Azure Outage Comes a Week After a Cloud DNS Error Disrupted AWS Users

Microsoft’s Azure cloud and 365 systems suffered an outage at noon on Wednesday because of a configuration error – hours before its quarterly earnings call and about a week after rival AWS underwent a widespread outage that shut down applications and services for most of the day.
See Also: Tokenization, Authentication, and the Future of Machine-Led Transactions
Microsoft on its Azure Status page Wednesday said an “an inadvertent configuration change” triggered the outage, which resulted in “latencies, timeouts and errors” for users.
To restore the Azure Front Door system, Microsoft deployed its “last known good configuration” and posted at 5:40 p.m. that the recovery should be complete by 7:20 p.m. Wednesday. Affected Azure services include App Service, Azure Active Directory B2C, Azure Communication Services, Azure Databricks, Azure Healthcare APIs, Azure Maps, Azure Portal, Azure SQL Database, Container Registry, Media Services, Microsoft Defender External Attack Surface Management, Microsoft Entra ID, Microsoft Purview, Microsoft Sentinel, Video Indexer, and Virtual Desktop.
Microsoft said it immediately began recovering nodes and re-routing traffic through healthy nodes, but the process takes time and “some requests may still land on unhealthy nodes, resulting in intermittent failures or reduced availability until more nodes are fully restored.” As the company reloads configurations and rebalances traffic across working nodes, the recovery process needs to be gradual to ensure “stability and preventing overload as dependent services recover.”
The Redmond, Washington-based software giant had scheduled its quarterly earnings call after the market closed on Wednesday. Microsoft’s stock price dropped to $523.25 in after-hours trading, down 3.57% from the market closing price.
The outage came a little over a week after Amazon Web Services dealt with a widespread outage that affected its own services and dozens of its clients for most of day on Oct. 20. AWS blamed the outage on a domain name system misconfiguration
AWS said the failure to DNS resolution of the DynamoDB API endpoint happened in the cluster of data centers located in Northern Virginia, an area with the world’s largest concentration of cloud infrastructures.

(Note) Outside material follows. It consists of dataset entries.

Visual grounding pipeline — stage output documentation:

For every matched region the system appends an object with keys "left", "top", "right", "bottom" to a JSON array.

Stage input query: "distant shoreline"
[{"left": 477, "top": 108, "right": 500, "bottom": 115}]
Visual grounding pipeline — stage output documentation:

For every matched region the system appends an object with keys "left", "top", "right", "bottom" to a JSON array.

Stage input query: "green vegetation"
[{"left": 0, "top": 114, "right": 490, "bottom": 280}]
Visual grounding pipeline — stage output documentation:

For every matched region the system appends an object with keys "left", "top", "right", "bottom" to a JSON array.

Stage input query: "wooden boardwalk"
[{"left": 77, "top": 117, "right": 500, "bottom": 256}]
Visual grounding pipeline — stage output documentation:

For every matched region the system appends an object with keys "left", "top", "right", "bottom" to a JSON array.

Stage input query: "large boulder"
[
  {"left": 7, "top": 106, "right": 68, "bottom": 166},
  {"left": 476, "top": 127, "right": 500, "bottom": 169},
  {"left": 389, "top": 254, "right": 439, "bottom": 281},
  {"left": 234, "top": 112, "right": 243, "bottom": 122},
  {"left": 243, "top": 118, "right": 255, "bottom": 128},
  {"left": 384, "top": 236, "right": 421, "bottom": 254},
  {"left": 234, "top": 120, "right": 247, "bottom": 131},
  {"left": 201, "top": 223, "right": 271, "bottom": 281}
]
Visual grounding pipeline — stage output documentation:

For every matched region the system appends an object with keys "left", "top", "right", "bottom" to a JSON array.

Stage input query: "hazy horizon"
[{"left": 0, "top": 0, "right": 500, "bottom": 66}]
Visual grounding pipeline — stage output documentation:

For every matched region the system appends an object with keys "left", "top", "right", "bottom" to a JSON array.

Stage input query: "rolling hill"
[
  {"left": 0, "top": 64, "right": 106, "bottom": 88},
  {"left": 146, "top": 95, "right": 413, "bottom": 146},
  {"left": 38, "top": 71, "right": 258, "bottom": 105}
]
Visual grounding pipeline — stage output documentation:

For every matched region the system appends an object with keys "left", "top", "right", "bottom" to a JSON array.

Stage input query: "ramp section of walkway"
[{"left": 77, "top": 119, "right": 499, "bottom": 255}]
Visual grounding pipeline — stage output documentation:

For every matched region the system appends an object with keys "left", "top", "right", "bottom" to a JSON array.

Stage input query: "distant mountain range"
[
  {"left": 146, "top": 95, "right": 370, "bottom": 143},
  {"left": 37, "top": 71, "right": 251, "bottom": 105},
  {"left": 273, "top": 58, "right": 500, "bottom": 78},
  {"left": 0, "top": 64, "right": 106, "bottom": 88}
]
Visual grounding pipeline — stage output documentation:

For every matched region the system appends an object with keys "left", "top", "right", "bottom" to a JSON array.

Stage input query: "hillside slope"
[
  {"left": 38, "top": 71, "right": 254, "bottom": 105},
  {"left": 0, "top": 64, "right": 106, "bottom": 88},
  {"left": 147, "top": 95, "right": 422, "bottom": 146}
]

The AWS disruption affected several widely used applications and services, including British banks Lloyds and Halifax as well as some British government websites including Gov.uk and HM Revenue and Customs. AWS said it detected the issue during the first hours of Monday morning. By 5:27 a.m. EST it said that most services had been restored. Affected companies also included the Amazon.com storefront, Disney+, Ring doorbells, Venmo, McDonald’s and encrypted chat app Signal.